Posted on September 12th, 2008
The magic fingers holding a disc
The photo-diode/transistor pairs around the disc
The cutting-board material is the vertical white chunk with the two steel rods passing through it
The parallel port expander
I got a little happy with the label maker. (A little nod to Douglas Adams there! The "override" switch kills power to the motor systems in cases of runaway, generally due to my mistyping "perl" as "perk" :D )
Stepper controller (bottom)
Stepper controller (top)
One of the various PCBs adapting the optical sensors to TTL logic -- basically they're base and pull-high resistors
The penalty box for coasters. The 'fence' is actually raingutter guard
The 8-bit LED bank
The picker, showing the fingers that grab the discs by the center
The motherboard ... all 170mm2 of it. Tiny little thing, and all-inclusive ... I love these things!

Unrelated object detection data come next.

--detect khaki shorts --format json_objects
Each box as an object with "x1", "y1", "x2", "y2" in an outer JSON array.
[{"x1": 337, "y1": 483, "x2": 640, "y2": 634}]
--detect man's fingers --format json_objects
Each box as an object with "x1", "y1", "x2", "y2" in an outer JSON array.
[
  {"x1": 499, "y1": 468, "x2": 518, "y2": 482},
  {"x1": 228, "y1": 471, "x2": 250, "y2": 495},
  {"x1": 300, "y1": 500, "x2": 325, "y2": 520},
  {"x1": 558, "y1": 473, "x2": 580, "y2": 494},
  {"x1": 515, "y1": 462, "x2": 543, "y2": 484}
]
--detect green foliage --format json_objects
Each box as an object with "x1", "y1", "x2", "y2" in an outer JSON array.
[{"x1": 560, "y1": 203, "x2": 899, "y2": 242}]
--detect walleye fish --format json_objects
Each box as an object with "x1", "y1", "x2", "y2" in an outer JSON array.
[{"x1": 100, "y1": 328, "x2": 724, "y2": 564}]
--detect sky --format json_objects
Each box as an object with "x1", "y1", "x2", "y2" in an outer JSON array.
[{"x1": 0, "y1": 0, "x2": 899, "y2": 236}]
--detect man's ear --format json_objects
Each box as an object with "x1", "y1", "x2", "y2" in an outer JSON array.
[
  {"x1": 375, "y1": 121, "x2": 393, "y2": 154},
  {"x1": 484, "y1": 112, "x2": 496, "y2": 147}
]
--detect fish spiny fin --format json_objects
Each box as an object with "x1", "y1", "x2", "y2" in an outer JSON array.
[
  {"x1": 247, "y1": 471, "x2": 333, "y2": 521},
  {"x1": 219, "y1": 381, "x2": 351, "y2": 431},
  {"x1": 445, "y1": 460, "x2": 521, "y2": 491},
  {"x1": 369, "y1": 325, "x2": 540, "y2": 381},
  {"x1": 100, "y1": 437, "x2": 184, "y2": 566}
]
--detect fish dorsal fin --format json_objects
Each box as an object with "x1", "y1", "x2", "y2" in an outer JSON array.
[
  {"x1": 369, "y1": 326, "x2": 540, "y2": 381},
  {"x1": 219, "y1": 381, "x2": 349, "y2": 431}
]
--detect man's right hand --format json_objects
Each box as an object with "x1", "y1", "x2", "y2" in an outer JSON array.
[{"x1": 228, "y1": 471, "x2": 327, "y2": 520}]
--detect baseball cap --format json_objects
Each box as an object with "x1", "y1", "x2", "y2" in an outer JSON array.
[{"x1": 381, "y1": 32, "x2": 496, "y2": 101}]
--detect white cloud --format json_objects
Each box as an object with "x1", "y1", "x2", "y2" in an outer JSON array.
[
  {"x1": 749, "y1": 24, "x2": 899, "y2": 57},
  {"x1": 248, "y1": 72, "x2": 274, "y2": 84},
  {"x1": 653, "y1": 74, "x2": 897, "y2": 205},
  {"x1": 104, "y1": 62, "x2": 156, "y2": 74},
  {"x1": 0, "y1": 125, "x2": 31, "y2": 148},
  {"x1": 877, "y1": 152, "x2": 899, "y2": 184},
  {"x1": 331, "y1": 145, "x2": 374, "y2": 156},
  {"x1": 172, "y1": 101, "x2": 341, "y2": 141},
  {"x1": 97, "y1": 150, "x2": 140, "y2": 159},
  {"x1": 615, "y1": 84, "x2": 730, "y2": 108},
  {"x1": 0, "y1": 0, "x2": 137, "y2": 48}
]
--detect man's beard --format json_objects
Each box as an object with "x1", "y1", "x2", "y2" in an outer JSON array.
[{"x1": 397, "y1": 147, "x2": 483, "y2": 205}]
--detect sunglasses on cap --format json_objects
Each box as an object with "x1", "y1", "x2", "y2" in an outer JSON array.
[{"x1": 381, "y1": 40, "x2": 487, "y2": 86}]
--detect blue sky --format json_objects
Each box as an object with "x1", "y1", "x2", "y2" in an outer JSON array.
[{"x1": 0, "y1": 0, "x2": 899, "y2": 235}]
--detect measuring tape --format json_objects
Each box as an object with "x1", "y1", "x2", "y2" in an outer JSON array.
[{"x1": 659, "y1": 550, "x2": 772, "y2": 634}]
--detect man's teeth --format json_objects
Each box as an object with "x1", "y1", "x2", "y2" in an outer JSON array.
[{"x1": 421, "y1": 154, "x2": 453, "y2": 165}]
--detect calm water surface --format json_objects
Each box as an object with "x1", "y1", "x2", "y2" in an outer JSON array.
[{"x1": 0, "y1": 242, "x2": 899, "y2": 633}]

And the end result, or at least one!
Overall I'm please with the results. Obviously with the development time involved I didn't save any time for the first backup set, but future ones will be much quicker and require much less work on my part. (And I had great fun with the project -- it is, after all, a project =))
The unit is much larger than I had anticipated and does not utilize the space consumed terribly well. I note that the commercial solutions often rotate around a semi-circle of disc stacks rather than sliding laterally as this one does. Were I to do this again I might choose such an arrangement to save space. (Finding a place to put this thing is hard enough, but finding one that my wife accepts is even harder =))
There are some bits that will need tweaking; after some months the balsa delaminated from the aluminum it was epoxied to. The process of aligning the stacks apparently stressed that junction. I suspect I'll drill holes in the aluminum and put some shallow sheetmetal screws through into the balsa. There's also an ongoing concern of the metal parts needing lubrication, which will be determined as time passes.
In any event, it was not terribly expensive, is actually useful, and is a fairly unique Mini-ITX project, and so for those reasons alone I consider Florian eminently successful.